Actin-like protein associated with plasma membranes from Euglena gracilis

Silja Petersen-Mahrt, Anders Sonesson, Susanne Widell

Research output: Contribution to journalArticlepeer-review


Microtubules are characteristic components of the membrane skeleton of Euglena gracilis, but whether microfilaments are present has been controversial. We here present evidence that an actin-like protein may indeed be associated with the plasma membrane (PM) of E. gracilis.
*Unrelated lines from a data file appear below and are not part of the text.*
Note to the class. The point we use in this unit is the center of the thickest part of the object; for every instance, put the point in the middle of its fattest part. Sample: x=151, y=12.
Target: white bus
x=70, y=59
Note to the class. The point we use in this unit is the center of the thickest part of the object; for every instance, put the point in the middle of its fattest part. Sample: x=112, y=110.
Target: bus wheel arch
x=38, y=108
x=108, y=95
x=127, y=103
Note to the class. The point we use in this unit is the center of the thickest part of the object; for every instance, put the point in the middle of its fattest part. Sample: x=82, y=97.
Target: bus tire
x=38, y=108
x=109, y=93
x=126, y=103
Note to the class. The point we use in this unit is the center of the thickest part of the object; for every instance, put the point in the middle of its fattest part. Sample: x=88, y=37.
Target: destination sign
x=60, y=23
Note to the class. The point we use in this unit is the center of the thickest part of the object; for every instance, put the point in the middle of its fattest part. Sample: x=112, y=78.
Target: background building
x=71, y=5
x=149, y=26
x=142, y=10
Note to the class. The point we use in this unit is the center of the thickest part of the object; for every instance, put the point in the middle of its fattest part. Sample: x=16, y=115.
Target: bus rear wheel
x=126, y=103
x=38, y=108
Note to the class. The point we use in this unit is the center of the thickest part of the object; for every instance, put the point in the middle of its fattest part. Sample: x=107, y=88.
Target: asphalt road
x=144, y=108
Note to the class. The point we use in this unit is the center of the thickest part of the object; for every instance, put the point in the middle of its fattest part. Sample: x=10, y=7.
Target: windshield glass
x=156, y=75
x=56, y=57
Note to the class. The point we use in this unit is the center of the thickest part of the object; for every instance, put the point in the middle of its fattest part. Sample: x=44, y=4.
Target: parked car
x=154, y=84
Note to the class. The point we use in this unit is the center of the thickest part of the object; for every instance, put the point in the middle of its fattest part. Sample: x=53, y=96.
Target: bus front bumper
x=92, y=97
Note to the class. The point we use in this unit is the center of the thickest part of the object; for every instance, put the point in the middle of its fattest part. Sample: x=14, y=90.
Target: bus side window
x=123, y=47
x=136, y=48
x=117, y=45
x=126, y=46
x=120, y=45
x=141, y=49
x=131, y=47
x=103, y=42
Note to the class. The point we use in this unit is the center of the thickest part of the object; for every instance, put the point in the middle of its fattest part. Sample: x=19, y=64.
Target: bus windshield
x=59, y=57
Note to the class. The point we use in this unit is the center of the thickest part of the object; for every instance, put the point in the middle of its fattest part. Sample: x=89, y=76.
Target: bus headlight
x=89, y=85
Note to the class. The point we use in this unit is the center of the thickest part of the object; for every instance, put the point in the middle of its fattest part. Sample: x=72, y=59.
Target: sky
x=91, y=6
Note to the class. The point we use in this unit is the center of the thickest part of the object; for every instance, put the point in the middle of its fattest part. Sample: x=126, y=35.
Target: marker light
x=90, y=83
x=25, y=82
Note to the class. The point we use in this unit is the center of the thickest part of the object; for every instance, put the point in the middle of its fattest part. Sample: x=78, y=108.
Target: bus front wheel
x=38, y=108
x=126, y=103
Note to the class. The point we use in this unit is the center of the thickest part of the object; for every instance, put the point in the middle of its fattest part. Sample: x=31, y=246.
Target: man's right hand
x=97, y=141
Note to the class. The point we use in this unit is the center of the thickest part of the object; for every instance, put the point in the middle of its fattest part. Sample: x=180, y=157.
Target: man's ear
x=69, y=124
Firstly, a 47 kDa, PM-associated, polypeptide was recognized by an anti-amoeba actin antibody. Secondly, this 47 kDa protein seemed to be peripherally attached to PM in much the same way as β-tubulin, since both could be released from PM by treatment with 150 mM NaOH but not with ethylene glycol, NaCl, or formamide. Thirdly, the 47 kDa polypeptide and β-tubulin were found mainly in the Triton X-1 14-insoluble fraction, indicating that they were part of a protein complex resistant to detergents, such as the cytoskeleton. Finally, DNase I activity was inhibited by a fraction enriched in the 47 kDa polypeptide, a property typical of actin.
Original languageEnglish
Pages (from-to)153-160
Number of pages8
Issue number3-4
Publication statusPublished - 1998

Bibliographical note

Department affilation moved from v1000887 (CED - Centre for Educational Development) to v1000942 (Division for Higher Education Development) on 2016-03-31 08:48:47.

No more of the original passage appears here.